All information stored by this project will be housed in a database called stations
. This database should require authentication and have two profiles: one with read/write access and another read-only. The read-only login credentials can be public to allow third parties to view the data freely.
The database will house two kinds of collections: those that store station data and one that stores administrative data.
Each station will have its own collection to store its data, db["station<n>"]
for the nth station. In it, every station will have a config document, identified by the key-value pair {"config": true}
. The other documents are all separated by month and include data collected by that station. Examples of both will be provided below.
The db["stations_info"]
collection will contain copies of all the configuration documents of all stations in one centralized collection.

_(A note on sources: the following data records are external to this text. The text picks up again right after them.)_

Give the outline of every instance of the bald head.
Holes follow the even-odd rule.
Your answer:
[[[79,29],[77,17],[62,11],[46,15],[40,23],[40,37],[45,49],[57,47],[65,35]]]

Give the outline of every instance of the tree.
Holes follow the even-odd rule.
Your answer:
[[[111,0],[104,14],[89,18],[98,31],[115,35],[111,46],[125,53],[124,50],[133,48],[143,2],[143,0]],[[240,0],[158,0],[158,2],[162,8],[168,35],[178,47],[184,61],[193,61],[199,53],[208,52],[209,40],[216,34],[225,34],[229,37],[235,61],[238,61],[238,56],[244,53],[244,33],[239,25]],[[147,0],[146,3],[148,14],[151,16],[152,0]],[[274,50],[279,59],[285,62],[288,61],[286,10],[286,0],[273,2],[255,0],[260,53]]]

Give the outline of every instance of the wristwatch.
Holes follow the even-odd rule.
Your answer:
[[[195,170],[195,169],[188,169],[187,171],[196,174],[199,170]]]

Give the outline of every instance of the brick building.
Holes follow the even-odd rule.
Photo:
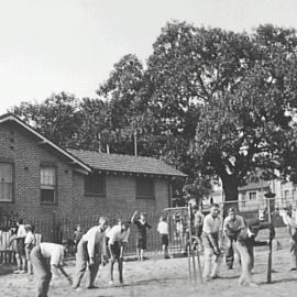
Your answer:
[[[0,208],[77,217],[170,205],[179,170],[152,157],[65,150],[13,114],[0,117]]]

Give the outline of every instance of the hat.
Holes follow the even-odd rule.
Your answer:
[[[32,230],[32,224],[30,224],[30,223],[25,224],[25,226],[24,226],[24,229],[25,229],[25,230]]]
[[[246,220],[246,226],[248,226],[250,229],[258,230],[260,227],[261,227],[261,221],[260,221],[258,219]]]

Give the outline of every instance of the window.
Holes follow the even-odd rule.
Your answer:
[[[53,166],[41,167],[41,202],[56,202],[56,168]]]
[[[12,201],[12,164],[0,163],[0,201]]]
[[[85,176],[85,194],[86,195],[106,195],[106,177],[98,172]]]
[[[249,193],[250,200],[256,200],[256,191]]]
[[[284,198],[285,199],[290,198],[290,190],[284,190]]]
[[[155,198],[154,179],[145,177],[136,178],[136,198],[139,199]]]

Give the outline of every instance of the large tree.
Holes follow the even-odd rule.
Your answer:
[[[74,95],[61,92],[41,103],[22,102],[11,112],[58,145],[73,146],[78,142],[82,117]]]
[[[227,200],[237,200],[238,187],[258,172],[288,173],[294,30],[264,25],[249,35],[173,22],[153,47],[150,109],[155,131],[167,135],[163,152],[179,168],[219,177]]]
[[[297,105],[297,38],[294,30],[265,25],[249,38],[217,44],[226,63],[201,80],[207,100],[194,153],[204,172],[220,177],[226,200],[237,200],[238,187],[258,172],[266,179],[289,173],[284,156],[288,144],[296,147],[290,112]],[[229,62],[226,46],[233,52]]]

Below is a sample configuration document. Recalll the id
is a unique hexadecimal string that identifies each station. Stations marked as stationary have a fixed location while non-stationary may be mounted on a moving vehicle.
{
"config": true,
"sensors": {
"particulate_matter": 2,
"air_sensor": 2,
"gps": 1
},
"id": "0000000000000000",
"email": "youremail@sample.com",
"stationary": true,
"station_num": 3
}
Below is a sample data document. There are differences in how mongo and the files will be stored. The sensors are unpacked from the arrays in the .json files, and each sensor is its own object, containing its sensor type, index, type, and its collected data. The datetime field is the primary method of indexing.
{
"_id": ObjectId("64b7f0b4c1e292e1031d7960"),
"datetime": ISODate("2023-06-01T00:00:10.000Z"),
"particulate_matter+0": {
"sensor": "particulate_matter",
"index": 0,
"type": "nextpm",
"PM1count": 352,
"PM2,5count": 356,
"PM10count": 357,
"PM1mass": 26.4,
"PM2,5mass": 48.1,
"PM10mass": 95.1,
"sensor_T": 32.41,
"sensor_RH": 66.35
},
"particulate_matter+1": {
"sensor": "particulate_matter",
"index": 1,
"type": "nextpm",
"PM1count": 348,
"PM2,5count": 352,
"PM10count": 353,
"PM1mass": 26.2,
"PM2,5mass": 49.8,
"PM10mass": 94.2,
"sensor_T": 32.4,
"sensor_RH": 65.76
},
"air_sensor+0": {
"sensor": "air_sensor",
"index": 0,
"type": "bme280",
"humidity": 66.47275681439535,
"temperature": 30.767578125,
"pressure": 1002.4082226264245
},
"air_sensor+1": {
"sensor": "air_sensor",
"index": 1,
"type": "ms8607",
"humidity": 63.934844970703125,
"temperature": 30.9,
"pressure": 1002.66
},
"gps": {
"sensor": "gps'",
"index": 0,
"position": [ 54.433136166666664, 24.5248245 ],
"lat_dir": "N",
"lon_dir": "E",
"altitude": 128.7,
"alt_unit": "M",
"PDOP": 1.87,
"HDOP": 1.14,
"VDOP": 1.48
}
}
To view the stations, voila will be used to run jupyter notebooks that plot the various data collected by the stations. Voila can create websites from notebooks, which we will use to provide a UI for users to view the data collected by the stations. voila/iot_data_display.ipynb
provides a short form where users can dynamically select a station, month, and measurement to plot.
Voila is running
- Python 3.8.10
- pip3 20.0.2
- Ubuntu 22.04.2 LTS (jammy)
Python dependencies
- Jupyter Notebook 6.5.3
- voila 0.4.0
- pymongo 4.3.3
- ipywidgets 8.0.6
- IPython 8.11.0
- matplotlib 3.7.1
$ sudo apt-get install python3
$ sudo apt-get install python3-pip
$
$ pip3 install matplotlib
$ pip3 install pymongo
$ pip3 install jupyterlab
$ pip3 install notebook
$ pip3 install voila
$ pip3 install ipywidgets
$ pip3 install ipython
$ voila --no-browser --VoilaConfiguration.file_whitelist="['.*.(nc|.csv|.png)']" --Voila.ip=<ip> --port=<port> iot_data_dashboard.ipynb
The Access Stations have two main modes: boot and data collection.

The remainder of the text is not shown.